Japanese troops in the Hongkew district of Shanghai. Picture: Alamy

As Chinese and Japanese fighter planes battle in the skies, the foreigners watch the show from the roof of the Cathay Hotel, “white dames in sheer satin and pearls sipping black-market champagne as hell raged overhead and planes spiralled down into the Pootung marshes”.

Inside the foreign enclave, prices rise and many flee, but the Japanese threat means an influx of US and British troop reinforcements, packing the dive bars and gambling joints of the settlement, and lining the pockets of people such as Riley.

However, it’s not all plain sailing in the underworld. While Western authorities try to maintain law and order, Japanese forces put in place Chinese puppets and largely fund their military presence in the city through prostitution, drugs and gambling in the Japanese-controlled Badlands. For those looking to operate illegal gambling joints there, the price is ever-increasing taxation.
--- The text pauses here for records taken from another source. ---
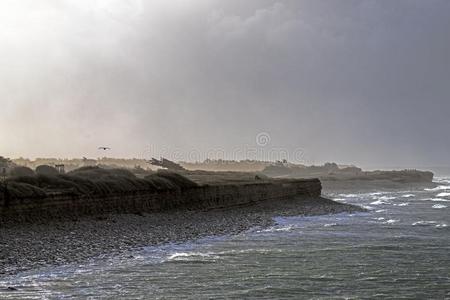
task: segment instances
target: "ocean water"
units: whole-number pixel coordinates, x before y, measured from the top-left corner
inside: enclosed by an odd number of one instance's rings
[[[1,299],[450,299],[450,178],[331,194],[367,213],[148,247],[0,278]]]

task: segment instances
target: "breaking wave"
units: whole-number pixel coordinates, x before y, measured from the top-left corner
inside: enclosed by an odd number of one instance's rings
[[[443,192],[443,193],[439,193],[436,195],[437,197],[450,197],[450,193],[448,192]]]
[[[413,226],[434,226],[436,228],[445,228],[448,225],[446,223],[439,223],[436,221],[418,221],[412,224]]]
[[[432,208],[447,208],[446,205],[442,205],[442,204],[435,204],[432,206]]]
[[[434,192],[434,191],[445,191],[445,190],[450,190],[450,185],[440,185],[437,186],[435,188],[427,188],[425,189],[425,191],[429,191],[429,192]]]
[[[414,196],[415,196],[414,194],[406,194],[406,195],[402,195],[401,197],[402,198],[412,198]]]
[[[398,221],[400,221],[400,220],[389,219],[389,220],[383,222],[383,224],[394,224],[394,223],[397,223]]]
[[[370,203],[370,205],[382,205],[382,204],[389,204],[389,202],[382,201],[382,200],[377,200],[377,201],[374,201],[374,202]]]
[[[433,202],[450,202],[448,199],[442,199],[442,198],[425,198],[422,199],[423,201],[433,201]]]
[[[218,259],[219,256],[216,255],[213,252],[206,252],[206,253],[201,253],[201,252],[179,252],[179,253],[174,253],[172,255],[170,255],[167,259],[169,261],[184,261],[184,260],[189,260],[192,261],[194,260],[198,260],[198,259]]]

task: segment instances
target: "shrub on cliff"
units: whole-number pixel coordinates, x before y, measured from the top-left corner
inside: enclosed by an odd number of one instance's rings
[[[7,189],[6,192],[5,189]],[[8,181],[6,184],[0,185],[0,191],[0,199],[2,200],[4,200],[6,195],[10,198],[45,197],[44,190],[23,182]]]
[[[88,194],[101,194],[101,189],[92,180],[66,174],[58,175],[58,177],[73,182],[79,186],[79,190],[85,190]]]
[[[149,182],[155,190],[173,190],[177,188],[177,185],[172,181],[160,177],[157,174],[145,176],[144,180]]]
[[[198,186],[197,183],[190,180],[189,178],[186,178],[178,173],[170,172],[166,170],[159,170],[156,174],[146,176],[145,179],[147,180],[158,180],[157,178],[165,179],[163,182],[167,181],[170,182],[172,185],[179,187],[179,188],[192,188]]]
[[[7,181],[39,186],[39,181],[37,180],[36,176],[16,176],[9,178]]]
[[[78,194],[89,193],[89,189],[61,176],[37,175],[40,188],[56,191],[71,191]]]
[[[147,176],[154,174],[155,172],[152,170],[146,170],[142,168],[141,166],[135,166],[133,169],[130,170],[134,175],[141,175],[141,176]]]
[[[28,167],[15,167],[10,172],[11,176],[33,176],[34,171]]]
[[[29,172],[28,172],[29,173]],[[68,174],[48,176],[15,176],[7,181],[10,197],[42,196],[46,192],[74,193],[79,195],[111,195],[138,191],[161,191],[198,186],[180,174],[161,171],[135,177],[122,169],[87,167]]]
[[[84,170],[81,173],[75,173],[77,175],[70,173],[58,177],[76,183],[80,189],[96,195],[156,190],[156,187],[150,182],[136,178],[134,175],[130,176],[126,170],[122,169],[101,171],[94,169],[93,172],[92,170]],[[98,176],[93,176],[94,173],[97,173]]]
[[[56,168],[48,165],[40,165],[36,167],[36,174],[46,175],[46,176],[56,176],[58,175],[58,170]]]
[[[55,190],[55,191],[67,191],[71,190],[77,193],[86,193],[87,189],[77,185],[71,180],[66,180],[59,176],[47,176],[47,175],[36,175],[36,176],[19,176],[8,180],[8,182],[16,184],[28,184],[40,189],[45,190]]]
[[[88,179],[100,179],[105,176],[120,176],[128,178],[136,178],[136,176],[125,169],[103,169],[100,167],[81,167],[67,173],[70,176],[78,176]]]

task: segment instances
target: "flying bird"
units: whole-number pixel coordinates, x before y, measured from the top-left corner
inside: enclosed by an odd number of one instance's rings
[[[98,150],[111,150],[111,148],[109,148],[109,147],[98,147]]]

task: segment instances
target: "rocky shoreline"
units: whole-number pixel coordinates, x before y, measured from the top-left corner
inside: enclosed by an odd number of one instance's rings
[[[110,214],[0,227],[0,276],[82,263],[145,246],[236,234],[270,226],[275,216],[324,215],[364,209],[325,198],[296,197],[206,211]]]

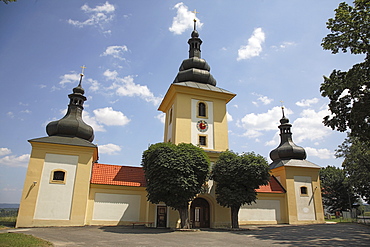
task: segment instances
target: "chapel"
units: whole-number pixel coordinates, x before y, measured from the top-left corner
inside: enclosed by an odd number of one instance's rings
[[[228,149],[226,106],[236,94],[217,86],[201,58],[202,40],[191,33],[189,58],[183,60],[159,110],[165,113],[164,142],[199,145],[215,162]],[[142,167],[98,162],[94,131],[82,119],[86,101],[83,73],[66,115],[46,126],[47,137],[29,140],[32,151],[17,227],[130,225],[179,227],[179,215],[163,203],[147,201]],[[292,140],[292,125],[282,112],[280,145],[270,152],[268,185],[257,189],[257,201],[244,205],[239,224],[323,223],[320,167]],[[144,150],[143,150],[144,151]],[[230,209],[217,204],[215,186],[190,202],[194,228],[231,226]]]

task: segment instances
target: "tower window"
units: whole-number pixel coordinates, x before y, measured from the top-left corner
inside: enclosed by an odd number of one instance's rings
[[[301,196],[307,196],[308,195],[308,190],[306,186],[301,187]]]
[[[199,136],[199,146],[207,146],[207,136]]]
[[[198,117],[207,117],[207,105],[204,102],[198,103]]]
[[[170,109],[170,114],[169,114],[169,124],[172,123],[172,108]]]
[[[63,170],[54,170],[51,172],[51,183],[65,183],[66,172]]]

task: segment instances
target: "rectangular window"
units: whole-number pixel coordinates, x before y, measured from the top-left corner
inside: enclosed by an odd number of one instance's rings
[[[199,136],[199,145],[207,146],[207,136]]]

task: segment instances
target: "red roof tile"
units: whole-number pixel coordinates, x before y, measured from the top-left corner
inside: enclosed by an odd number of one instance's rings
[[[285,193],[285,189],[280,184],[280,182],[275,178],[275,176],[270,177],[270,182],[268,185],[261,185],[256,189],[257,193]]]
[[[146,186],[144,170],[142,167],[106,165],[98,163],[93,166],[91,183],[134,187]],[[285,189],[274,176],[271,176],[269,184],[260,186],[256,192],[285,193]]]
[[[142,167],[105,165],[95,163],[91,175],[92,184],[145,187]]]

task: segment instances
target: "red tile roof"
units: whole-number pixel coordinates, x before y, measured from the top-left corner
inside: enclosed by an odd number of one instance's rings
[[[95,163],[91,175],[92,184],[145,187],[145,175],[142,167],[118,166]],[[285,193],[279,181],[271,176],[268,185],[262,185],[258,193]]]
[[[275,178],[275,176],[270,177],[270,182],[268,185],[261,185],[256,189],[257,193],[285,193],[285,189],[280,184],[280,182]]]
[[[91,175],[92,184],[145,187],[142,167],[105,165],[95,163]]]

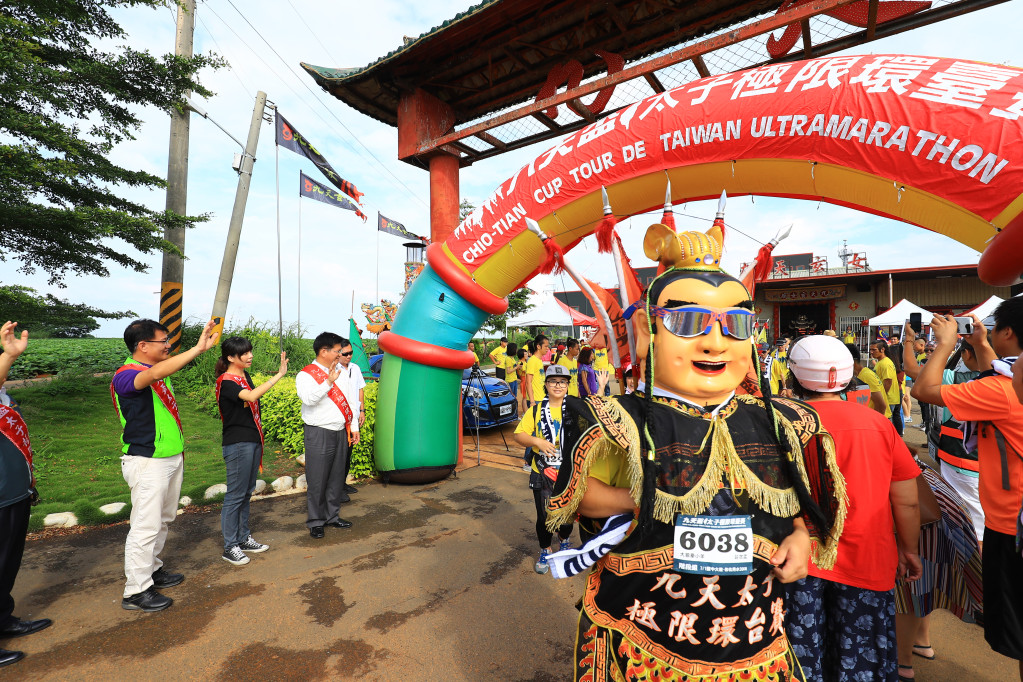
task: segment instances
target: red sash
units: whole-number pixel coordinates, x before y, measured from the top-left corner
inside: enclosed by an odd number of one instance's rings
[[[302,368],[302,371],[311,376],[318,384],[322,384],[327,380],[327,373],[319,365],[306,365]],[[348,432],[348,442],[350,443],[352,440],[352,408],[349,407],[345,394],[341,392],[337,384],[332,383],[330,385],[327,397],[337,405],[337,409],[341,410],[341,415],[345,418],[345,431]]]
[[[240,377],[237,374],[228,374],[227,372],[224,372],[219,377],[217,377],[217,410],[220,411],[220,421],[224,421],[224,412],[223,410],[220,410],[220,384],[225,379],[227,379],[228,381],[233,381],[234,383],[238,384],[243,391],[252,390],[252,387],[249,386],[249,383],[245,381],[245,377]],[[264,445],[263,421],[259,418],[259,401],[255,400],[250,403],[243,400],[242,402],[248,405],[249,411],[252,412],[252,421],[256,422],[256,430],[259,431],[259,444]]]
[[[31,469],[32,445],[28,440],[28,426],[13,407],[0,405],[0,433],[14,443],[14,447],[18,448],[25,456],[25,461],[28,462],[28,467]]]
[[[137,369],[144,372],[149,368],[138,363],[121,365],[117,371],[114,372],[114,376],[117,376],[126,369]],[[167,382],[160,379],[159,381],[153,382],[151,387],[154,391],[156,391],[156,395],[160,399],[160,402],[163,403],[163,406],[166,407],[167,411],[171,413],[172,417],[174,417],[174,421],[178,423],[178,430],[181,431],[181,433],[184,433],[185,430],[181,428],[181,417],[178,415],[178,401],[174,399],[174,394],[171,393],[170,388],[167,386]],[[120,419],[121,410],[117,407],[117,394],[114,392],[113,381],[110,382],[110,399],[114,402],[114,412],[117,413],[117,418]]]

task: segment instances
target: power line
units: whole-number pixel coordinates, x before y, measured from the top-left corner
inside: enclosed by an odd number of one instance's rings
[[[330,50],[327,49],[327,46],[320,41],[320,37],[316,35],[316,31],[313,30],[313,27],[306,23],[305,19],[302,17],[302,13],[298,11],[298,8],[292,4],[291,0],[288,0],[288,4],[291,5],[291,9],[295,10],[295,16],[298,17],[298,20],[302,22],[303,26],[309,29],[309,34],[316,40],[317,43],[320,44],[320,47],[323,48],[323,52],[327,55],[330,61],[337,64],[338,63],[337,59],[335,59],[334,55],[330,53]]]
[[[213,11],[212,7],[210,8],[210,11],[211,12]],[[208,35],[210,37],[210,40],[213,41],[213,46],[217,48],[217,52],[226,55],[227,52],[220,47],[220,43],[217,42],[217,39],[213,36],[213,32],[210,31],[210,27],[206,25],[206,22],[202,20],[202,16],[200,16],[198,12],[196,12],[195,18],[199,20],[199,23],[202,25],[203,30],[206,31],[206,35]],[[220,17],[217,18],[219,19]],[[241,74],[238,73],[238,71],[233,66],[231,66],[230,63],[228,63],[227,70],[230,71],[234,75],[234,77],[238,79],[238,82],[241,84],[242,88],[245,89],[246,93],[251,94],[253,92],[253,89],[250,88],[248,84],[245,83],[244,80],[242,80]]]
[[[306,83],[305,78],[303,78],[300,74],[295,72],[295,70],[291,67],[290,64],[288,64],[288,62],[284,59],[284,57],[282,57],[280,55],[280,53],[277,52],[277,50],[274,48],[274,46],[270,44],[270,41],[268,41],[266,38],[263,37],[263,34],[260,33],[259,30],[255,26],[252,25],[252,22],[249,21],[248,17],[246,17],[244,14],[242,14],[241,10],[238,9],[238,7],[234,4],[233,0],[227,0],[227,4],[231,5],[231,7],[234,9],[234,11],[238,13],[238,16],[240,16],[242,18],[242,20],[245,21],[245,23],[249,25],[249,28],[251,28],[253,30],[253,32],[255,32],[255,34],[257,36],[259,36],[259,39],[262,40],[264,43],[266,43],[266,46],[270,48],[270,51],[273,52],[274,55],[276,55],[277,59],[281,60],[281,63],[284,64],[288,68],[288,70],[291,71],[292,75],[295,76],[296,80],[298,80],[300,83],[302,83],[302,86],[306,90],[308,90],[310,94],[313,95],[313,98],[320,104],[320,106],[322,106],[327,111],[327,113],[329,113],[330,116],[335,121],[337,121],[338,125],[340,125],[342,128],[344,128],[345,132],[347,132],[352,137],[353,140],[358,142],[359,146],[362,147],[363,149],[365,149],[366,153],[368,153],[370,155],[370,157],[373,158],[374,161],[376,161],[378,164],[380,164],[380,167],[383,168],[385,171],[387,171],[387,173],[392,178],[394,178],[398,182],[399,185],[404,187],[413,198],[415,198],[419,203],[423,204],[423,206],[426,206],[427,208],[429,208],[429,204],[427,202],[423,201],[415,192],[412,191],[411,187],[406,185],[402,181],[401,178],[399,178],[397,175],[395,175],[394,172],[391,171],[390,168],[388,168],[386,165],[384,165],[384,163],[380,159],[377,158],[376,154],[374,154],[373,151],[369,147],[367,147],[362,142],[362,140],[360,140],[358,138],[358,136],[356,136],[348,128],[347,125],[345,125],[344,121],[342,121],[340,118],[338,118],[337,114],[335,114],[334,111],[330,107],[328,107],[323,101],[320,100],[320,98],[316,95],[316,93],[313,91],[313,89],[309,87],[309,84]],[[279,78],[279,76],[278,76],[278,78]],[[349,145],[349,146],[351,146],[351,145]],[[355,151],[355,150],[353,149],[353,151]],[[361,156],[361,154],[360,154],[360,156]]]

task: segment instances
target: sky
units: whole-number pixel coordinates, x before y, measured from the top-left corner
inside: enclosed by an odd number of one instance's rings
[[[380,298],[400,300],[404,240],[378,233],[376,215],[380,211],[413,233],[429,234],[429,175],[398,161],[395,128],[350,109],[320,90],[299,62],[365,66],[399,47],[403,36],[429,31],[471,4],[471,0],[199,0],[194,50],[215,52],[230,67],[204,71],[200,80],[215,95],[209,99],[196,97],[195,102],[235,138],[244,140],[256,91],[265,91],[281,114],[338,173],[365,193],[364,212],[369,216],[369,221],[363,223],[354,213],[326,204],[303,199],[300,205],[299,171],[325,180],[309,161],[285,149],[276,152],[273,129],[264,124],[228,304],[229,328],[250,318],[277,320],[278,214],[285,325],[299,321],[300,309],[301,326],[307,336],[323,330],[346,334],[353,300],[356,311],[360,304]],[[921,54],[1023,66],[1023,44],[1018,40],[1020,10],[1020,0],[1014,0],[861,45],[848,53]],[[127,33],[125,40],[115,42],[155,54],[173,52],[175,12],[169,7],[126,9],[114,16]],[[117,147],[113,159],[128,168],[166,177],[169,117],[155,109],[141,111],[140,115],[144,124],[136,139]],[[550,143],[534,145],[463,169],[463,199],[479,205],[495,187],[549,147]],[[187,210],[192,215],[210,216],[208,222],[188,232],[185,243],[184,313],[193,321],[208,318],[212,311],[237,186],[238,176],[231,163],[240,151],[213,123],[192,115]],[[123,195],[156,209],[162,209],[165,203],[160,190],[124,191]],[[692,202],[675,210],[681,229],[706,229],[715,206],[712,202]],[[637,266],[647,264],[642,255],[642,237],[654,217],[637,216],[619,223],[626,250]],[[825,203],[735,198],[728,204],[726,221],[734,229],[723,263],[726,270],[736,274],[741,263],[752,260],[761,242],[789,224],[793,226],[792,234],[776,254],[812,252],[837,263],[837,251],[847,240],[850,250],[867,252],[874,269],[976,263],[979,257],[973,249],[942,235]],[[593,237],[571,251],[569,258],[590,279],[609,287],[616,285],[610,257],[597,254]],[[0,282],[24,284],[105,310],[132,310],[156,318],[161,255],[141,259],[150,264],[148,272],[136,273],[109,264],[109,277],[68,275],[63,289],[48,285],[45,273],[26,276],[16,272],[21,264],[9,259],[0,263]],[[576,288],[567,279],[545,276],[535,278],[530,287]],[[361,312],[356,319],[365,325]],[[124,320],[103,321],[94,335],[120,336],[125,324]]]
Assassinations, kidnappings and bloody clashes become regular occurrences.

Among the chaos and death, Farren and Riley work on setting up the largest casino in the Badlands, with room for 600 patrons, and filled with roulette tables, craps, dice and slot machines. Even as the war rages, the venue’s opening is a red-carpet affair, replete with the great and the (not-so-) good of Shanghai, local celebrities and the fawning media.

Farren’s is a place to “forget the war, the barbed-wire barricades, the checkpoints, the shakedowns, the inflation eroding your savings, the newsreels showing Europe going down in flames [and] the bar-stool gossip that maybe that was the last evacuation ship”, French writes.

For a while, despite the war and the Japanese tax, business is good and the partnership endures. Readers know, however, that it won’t last; City of Devils’ opening scene describes Riley, now decidedly down on his luck, robbing the casino he once co-owned at gunpoint.

As with any work of narrative non-fiction, it is unclear how much creative liberty French has taken, but he says he relied heavily on primary and secondary sources. Either way, it is a fascinating tale of a city on the edge, and the men and women who briefly make it big, before it all comes crashing down.